MAKEUTF8

Coerces a string to UTF-8 by removing or replacing non-UTF-8 characters.

Flagging of invalid UTF-8 characters is byte by byte. For example, the byte sequence 0xE0 0x7F 0x80 is an invalid three-byte UTF-8 sequence, but the middle byte, 0x7F, is a valid one-byte UTF-8 character. In this example, 0x7F is preserved and the other two bytes are removed or replaced.

Syntax

MAKEUTF8( string [USING PARAMETERS param=value] );

Arguments

string

The input string, which might contain non-UTF-8 characters

Parameters

replacement_string

The string (VARCHAR(16)) that replaces each non-UTF-8 character in the input string.

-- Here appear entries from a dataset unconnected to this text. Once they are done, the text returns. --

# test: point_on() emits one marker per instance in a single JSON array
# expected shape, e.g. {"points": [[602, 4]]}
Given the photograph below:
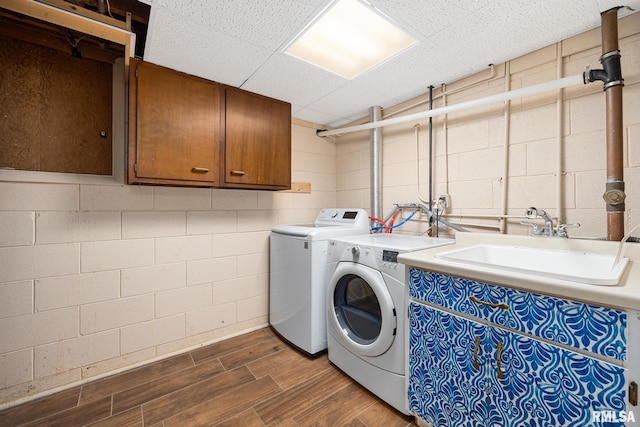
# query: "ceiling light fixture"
{"points": [[349, 38]]}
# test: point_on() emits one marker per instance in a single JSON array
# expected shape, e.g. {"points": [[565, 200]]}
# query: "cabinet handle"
{"points": [[501, 306], [475, 354], [199, 170], [499, 361]]}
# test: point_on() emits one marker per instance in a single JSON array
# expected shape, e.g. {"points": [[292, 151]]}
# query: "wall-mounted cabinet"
{"points": [[257, 145], [188, 131], [175, 126]]}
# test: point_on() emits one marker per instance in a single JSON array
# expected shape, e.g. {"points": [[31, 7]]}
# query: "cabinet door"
{"points": [[175, 127], [257, 149], [534, 383], [447, 368]]}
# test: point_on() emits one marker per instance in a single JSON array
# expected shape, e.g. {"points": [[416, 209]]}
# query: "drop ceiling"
{"points": [[241, 43]]}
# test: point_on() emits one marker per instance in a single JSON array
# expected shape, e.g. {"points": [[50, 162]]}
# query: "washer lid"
{"points": [[329, 223], [397, 242]]}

If this parameter is omitted, non-UTF-8 characters are removed.

Examples

These examples use a table with the following contents:

=> SELECT * FROM people;
  name  
--------
 Dáithí
 Fíona
 Móirín
 Róisín
 Séamus
 Séan
 Tiarnán
 Áine
(8 rows)

ISUTF8 returns false for all of these. Calling MAKEUTF8 without a replacement removes the special characters:

=> SELECT MAKEUTF8(name) FROM people;
 MAKEUTF8 
----------
 Dith
 Fona
 Mirn
 Risn
 Samus
 San
 Tiarnn
 ine
(8 rows)

You can instead specify a replacement string:

=> SELECT MAKEUTF8(name USING PARAMETERS replacement_string='^') FROM people;
 MAKEUTF8 
----------
 D^ith^
 F^ona
 M^ir^n
 R^is^n
 S^amus
 S^an
 Tiarn^n
 ^ine
(8 rows)